Sunday, May 28, 2023

Under and over estimating. . .

As we celebrate another Pentecost, it certainly seems true that we have thoroughly underestimated the grace of God, the promises of God, and the Spirit of God.  It is true on all fronts.  When it comes to doctrine, we think the Scriptures too hard to be believed and so underestimate the power of the Spirit to bring us to faith and confidence in that Word of God.  When it comes to piety, we think the liturgy too hard to understand or follow or judge it irrelevant and so underestimate the power of the Spirit to work through the liturgy (really nothing less than Scripture said and sung) to bring us to faith and confidence in the prayers we pray and the praises we sing.   When it comes to sacraments, we think the baptism, the Holy Eucharist, and absolution too hard to be believed and too ordinary to convey what they sign so underestimate the power of the Spirit to bring us to faith and confidence that the water with the Word does what the Lord says, that the bread and wine is what He says it is, and that the voice of the absolution through an ordinary pastor effects anything.  When it comes to sexuality and gender, we think the God given order in creation too hard on desire and too distant from what we feel to be true and so underestimate the power of the Spirit to bring our lives into God's order through repentance and faith.   I could go on but you get my drift.

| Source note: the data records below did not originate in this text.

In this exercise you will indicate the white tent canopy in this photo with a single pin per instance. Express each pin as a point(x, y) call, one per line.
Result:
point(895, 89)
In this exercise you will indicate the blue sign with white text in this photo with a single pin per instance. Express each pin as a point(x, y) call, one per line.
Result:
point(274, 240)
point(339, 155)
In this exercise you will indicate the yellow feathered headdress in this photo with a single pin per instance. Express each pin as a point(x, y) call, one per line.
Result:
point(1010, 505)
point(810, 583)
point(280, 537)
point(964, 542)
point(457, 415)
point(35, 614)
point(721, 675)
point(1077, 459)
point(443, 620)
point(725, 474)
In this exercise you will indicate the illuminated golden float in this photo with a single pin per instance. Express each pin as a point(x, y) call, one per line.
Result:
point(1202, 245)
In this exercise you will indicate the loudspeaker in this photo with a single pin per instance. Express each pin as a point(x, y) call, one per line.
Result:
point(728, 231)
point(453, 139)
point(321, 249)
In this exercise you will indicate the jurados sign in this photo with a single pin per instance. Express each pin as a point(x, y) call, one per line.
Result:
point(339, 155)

We have tried to gimmick people into faith and going to Church and giving because we are either too impatient to wait upon God's time and power or because we have completely lost confidence in that power to effect in time what He desires.  We guilt people into the good works of love that are supposed to be the fruit of the Spirit.  We cater to the whims of those who are more sure than creed and confession that they know what God wants us to know and believe about Him.  We surrender the objective truth built upon the concrete of fact and history to the imagined truth of feeling or whim.  It is because we think God's way too hard, too slow, too weak, and too out of step with the times -- we have and continue to underestimate the power of the Spirit -- even in the light of what happened on Pentecost to bring courage, boldness, and power to a group of disciples who weeks before hid behind locked doors afraid of their own shadows.

If we underestimate the Spirit, we overestimate everything else but especially science, observation, experience, feelings, desire, and reason.  All of these are good and salutary gifts of God but in the wrong hands, they become instruments of tyranny imposing upon us a prison in life that will become our prison in death.  We create our own dead end by elevating these above the Scriptures and by devaluing the power and work of the Spirit working in those Scriptures to work faith in our reluctant hearts.  We do not allow God to transform anything in us -- not our mind to appreciate and celebrate what He has accomplished for our salvation and not our desires that we refuse to see as sinful and insist are the most trustworthy things this side of glory.  We overestimate what we do or think we can do or think we should be able to do to knock God down to size so that He is no bigger than our imagination and almost our equal in every way.

As we celebrate Pentecost this year, let us remember to trust more the work and power of the Spirit and trust less our works and powers.  The Church will certainly be better off trying to be faithful than to be successful and each of us will have cause to rejoice as well.